Film che, segnalava ieri la stampa da Park City, “purtroppo è passato inosservato dai radar della stampa internazionale: sala praticamente vuota, l’altra sera per la proiezione”, ma che rimane una indubbia presenza di qualità artistica ed indipendenza produttiva tutta made in Italy per un autore che si è fatto strada da sè, mantenendo una propria integrità morale e culturale.
Giorgio Diritti, solitamente riservato e poco mondano, racconta il suo entusiasmo sull’account appena inaugurato del social network, postando diverse foto: una con il gruppo della produzione nel quale appare una Jasmine Trinca in ottima forma, una con l’ufficio stampa internazionale, una con il divin Robert Redford e un’altra infine con uno scorcio di natura dove sono ritratti alcuni pescatori su un lago ghiacciato.
Un giorno devi andare è in concorso nella sezione World Cinema Dramatic.

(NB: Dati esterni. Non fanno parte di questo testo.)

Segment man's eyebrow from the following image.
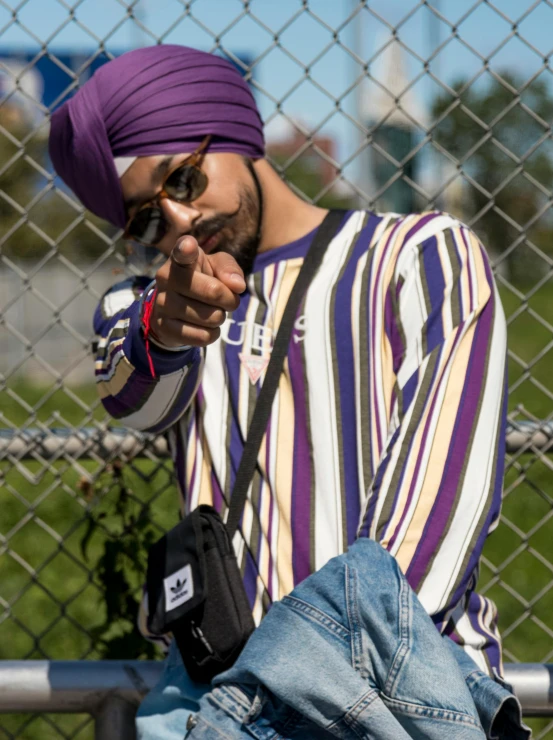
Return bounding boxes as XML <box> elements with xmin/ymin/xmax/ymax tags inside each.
<box><xmin>124</xmin><ymin>155</ymin><xmax>175</xmax><ymax>215</ymax></box>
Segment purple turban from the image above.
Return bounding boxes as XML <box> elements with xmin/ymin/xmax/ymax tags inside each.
<box><xmin>49</xmin><ymin>46</ymin><xmax>265</xmax><ymax>228</ymax></box>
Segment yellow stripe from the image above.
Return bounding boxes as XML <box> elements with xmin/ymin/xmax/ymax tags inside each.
<box><xmin>371</xmin><ymin>216</ymin><xmax>416</xmax><ymax>456</ymax></box>
<box><xmin>393</xmin><ymin>323</ymin><xmax>474</xmax><ymax>571</ymax></box>
<box><xmin>96</xmin><ymin>350</ymin><xmax>134</xmax><ymax>399</ymax></box>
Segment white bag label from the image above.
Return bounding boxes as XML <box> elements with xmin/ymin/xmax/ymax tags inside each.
<box><xmin>163</xmin><ymin>563</ymin><xmax>194</xmax><ymax>612</ymax></box>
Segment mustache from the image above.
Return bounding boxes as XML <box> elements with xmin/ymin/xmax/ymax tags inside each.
<box><xmin>191</xmin><ymin>203</ymin><xmax>241</xmax><ymax>244</ymax></box>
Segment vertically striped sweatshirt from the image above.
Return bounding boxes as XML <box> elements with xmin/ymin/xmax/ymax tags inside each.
<box><xmin>94</xmin><ymin>210</ymin><xmax>508</xmax><ymax>674</ymax></box>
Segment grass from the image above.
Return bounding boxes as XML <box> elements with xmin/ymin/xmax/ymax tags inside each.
<box><xmin>1</xmin><ymin>281</ymin><xmax>553</xmax><ymax>738</ymax></box>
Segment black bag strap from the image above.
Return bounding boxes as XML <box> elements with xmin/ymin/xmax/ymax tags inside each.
<box><xmin>226</xmin><ymin>209</ymin><xmax>345</xmax><ymax>538</ymax></box>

Girato per 11 settimane in Amazzonia e due settimane in Trentino, interpretato da Jasmine Trinca, il film racconta di Augusta, una giovane donna italiana costretta a mettere in discussione le certezze su cui aveva costruito la sua esistenza. Su una piccola barca e nell’immensità della natura amazzonica inizia il suo viaggio accompagnando Suor Franca, un’amica della madre, nella sua missione presso i villaggi indios.

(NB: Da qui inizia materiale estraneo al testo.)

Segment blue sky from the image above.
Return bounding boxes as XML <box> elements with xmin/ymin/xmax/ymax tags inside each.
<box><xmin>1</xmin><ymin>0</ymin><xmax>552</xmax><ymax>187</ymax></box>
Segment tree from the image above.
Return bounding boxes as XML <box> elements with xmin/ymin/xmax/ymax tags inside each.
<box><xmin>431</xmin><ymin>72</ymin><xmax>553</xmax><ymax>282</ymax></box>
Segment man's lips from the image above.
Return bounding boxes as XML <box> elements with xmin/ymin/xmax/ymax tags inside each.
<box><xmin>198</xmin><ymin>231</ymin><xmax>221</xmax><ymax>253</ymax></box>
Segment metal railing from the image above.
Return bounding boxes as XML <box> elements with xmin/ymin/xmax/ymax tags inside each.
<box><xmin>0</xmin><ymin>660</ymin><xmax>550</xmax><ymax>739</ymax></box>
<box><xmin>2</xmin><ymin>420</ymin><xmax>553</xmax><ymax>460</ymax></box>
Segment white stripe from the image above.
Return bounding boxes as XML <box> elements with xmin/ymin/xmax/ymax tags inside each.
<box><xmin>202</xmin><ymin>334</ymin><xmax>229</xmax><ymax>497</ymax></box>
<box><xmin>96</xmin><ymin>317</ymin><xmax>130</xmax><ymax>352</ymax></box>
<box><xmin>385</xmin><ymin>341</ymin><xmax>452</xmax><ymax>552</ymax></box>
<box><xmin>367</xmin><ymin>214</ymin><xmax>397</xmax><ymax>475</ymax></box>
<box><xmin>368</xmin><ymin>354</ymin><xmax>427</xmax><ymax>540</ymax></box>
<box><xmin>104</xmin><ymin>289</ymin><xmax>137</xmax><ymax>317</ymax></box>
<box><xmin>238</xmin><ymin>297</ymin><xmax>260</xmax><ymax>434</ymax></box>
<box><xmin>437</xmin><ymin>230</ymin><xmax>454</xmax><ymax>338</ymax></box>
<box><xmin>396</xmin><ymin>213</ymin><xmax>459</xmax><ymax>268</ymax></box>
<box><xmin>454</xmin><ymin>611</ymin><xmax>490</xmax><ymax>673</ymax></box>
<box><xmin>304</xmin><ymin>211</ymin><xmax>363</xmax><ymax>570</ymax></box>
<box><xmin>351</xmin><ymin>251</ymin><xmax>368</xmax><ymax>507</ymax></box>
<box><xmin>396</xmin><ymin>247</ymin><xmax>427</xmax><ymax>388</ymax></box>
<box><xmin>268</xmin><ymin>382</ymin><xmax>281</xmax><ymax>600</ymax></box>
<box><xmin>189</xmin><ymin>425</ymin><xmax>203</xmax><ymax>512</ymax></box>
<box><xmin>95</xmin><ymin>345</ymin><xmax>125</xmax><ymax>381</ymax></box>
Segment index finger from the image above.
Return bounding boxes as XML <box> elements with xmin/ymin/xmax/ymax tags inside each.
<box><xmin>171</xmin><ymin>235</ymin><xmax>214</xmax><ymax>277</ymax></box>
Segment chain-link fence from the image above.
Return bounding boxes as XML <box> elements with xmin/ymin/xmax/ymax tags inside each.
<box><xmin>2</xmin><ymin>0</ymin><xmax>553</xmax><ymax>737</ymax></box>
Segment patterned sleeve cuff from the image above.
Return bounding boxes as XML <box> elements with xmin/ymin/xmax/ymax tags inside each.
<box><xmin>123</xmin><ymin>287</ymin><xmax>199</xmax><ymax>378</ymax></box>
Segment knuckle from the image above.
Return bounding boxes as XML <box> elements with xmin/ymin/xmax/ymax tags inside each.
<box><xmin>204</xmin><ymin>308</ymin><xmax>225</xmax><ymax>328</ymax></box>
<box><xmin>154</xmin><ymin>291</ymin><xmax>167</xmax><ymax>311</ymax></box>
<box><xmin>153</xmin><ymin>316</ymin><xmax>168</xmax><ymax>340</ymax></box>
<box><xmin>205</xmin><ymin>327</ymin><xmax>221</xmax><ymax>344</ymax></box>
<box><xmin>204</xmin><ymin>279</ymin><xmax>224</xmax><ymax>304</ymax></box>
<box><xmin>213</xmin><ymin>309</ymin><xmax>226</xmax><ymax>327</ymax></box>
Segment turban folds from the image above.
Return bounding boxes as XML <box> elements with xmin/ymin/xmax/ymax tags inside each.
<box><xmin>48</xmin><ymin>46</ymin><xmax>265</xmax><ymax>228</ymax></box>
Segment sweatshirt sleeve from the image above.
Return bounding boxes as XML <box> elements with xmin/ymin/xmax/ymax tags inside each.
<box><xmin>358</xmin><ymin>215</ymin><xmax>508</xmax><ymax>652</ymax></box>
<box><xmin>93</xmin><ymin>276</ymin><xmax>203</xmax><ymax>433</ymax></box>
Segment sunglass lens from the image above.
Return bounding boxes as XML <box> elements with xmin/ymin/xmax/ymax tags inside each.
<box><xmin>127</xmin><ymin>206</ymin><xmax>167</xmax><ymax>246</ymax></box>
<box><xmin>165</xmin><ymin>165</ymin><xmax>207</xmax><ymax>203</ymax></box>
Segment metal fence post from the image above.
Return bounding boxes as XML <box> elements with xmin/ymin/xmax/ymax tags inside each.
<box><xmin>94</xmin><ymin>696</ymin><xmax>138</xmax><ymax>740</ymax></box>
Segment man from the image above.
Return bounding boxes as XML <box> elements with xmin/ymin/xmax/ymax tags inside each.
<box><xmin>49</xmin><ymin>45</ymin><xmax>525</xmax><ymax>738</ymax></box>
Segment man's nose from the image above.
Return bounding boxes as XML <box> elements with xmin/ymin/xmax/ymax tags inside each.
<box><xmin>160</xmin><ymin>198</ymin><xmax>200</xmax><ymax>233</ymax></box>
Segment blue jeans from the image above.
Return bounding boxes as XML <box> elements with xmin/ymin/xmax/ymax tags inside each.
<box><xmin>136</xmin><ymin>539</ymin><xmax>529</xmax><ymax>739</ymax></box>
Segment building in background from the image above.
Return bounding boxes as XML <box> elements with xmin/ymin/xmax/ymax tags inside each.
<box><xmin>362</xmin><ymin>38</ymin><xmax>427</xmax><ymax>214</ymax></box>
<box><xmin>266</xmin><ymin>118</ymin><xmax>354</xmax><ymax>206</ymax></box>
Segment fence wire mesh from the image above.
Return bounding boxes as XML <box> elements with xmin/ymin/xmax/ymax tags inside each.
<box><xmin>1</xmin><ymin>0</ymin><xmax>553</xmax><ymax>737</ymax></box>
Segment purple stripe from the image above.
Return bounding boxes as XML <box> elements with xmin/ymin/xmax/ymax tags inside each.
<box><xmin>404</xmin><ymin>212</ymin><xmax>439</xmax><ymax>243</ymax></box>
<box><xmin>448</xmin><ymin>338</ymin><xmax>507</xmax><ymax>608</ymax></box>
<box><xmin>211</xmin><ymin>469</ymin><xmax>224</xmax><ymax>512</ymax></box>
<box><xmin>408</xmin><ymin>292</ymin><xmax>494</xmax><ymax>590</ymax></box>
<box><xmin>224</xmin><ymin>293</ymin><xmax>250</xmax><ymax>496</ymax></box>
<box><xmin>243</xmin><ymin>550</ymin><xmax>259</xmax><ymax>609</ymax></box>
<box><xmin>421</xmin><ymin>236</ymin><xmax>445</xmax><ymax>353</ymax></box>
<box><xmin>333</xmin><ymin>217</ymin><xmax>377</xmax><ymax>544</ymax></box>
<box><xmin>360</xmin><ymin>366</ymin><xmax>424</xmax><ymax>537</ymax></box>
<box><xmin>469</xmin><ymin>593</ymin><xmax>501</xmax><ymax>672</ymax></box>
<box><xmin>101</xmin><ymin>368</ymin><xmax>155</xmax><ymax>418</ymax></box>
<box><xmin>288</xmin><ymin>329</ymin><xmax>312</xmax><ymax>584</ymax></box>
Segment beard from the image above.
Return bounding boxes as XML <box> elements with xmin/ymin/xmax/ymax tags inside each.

“La cosa più incredibile per me è che qui mi sono sentito a casa – ha spiegato Diritti da Park City – Il Sundance mi ha riportato indietro ai tempi in cui facevo cinema con Ermanno Olmi quando le discussioni sul cinema erano sull’arte e suoi contenuti. Ho capito che Redford ha voluto fare con questo festival un luogo di discussione sull’arte e sul cinema e non sulla sua commercializzazione. Redford non conosceva il mio lavoro, ci siamo conosciuti a pranzo, ho sentito una grande affinità nel modo in cui lui si pone di fronte a certe tematiche cinematografiche”.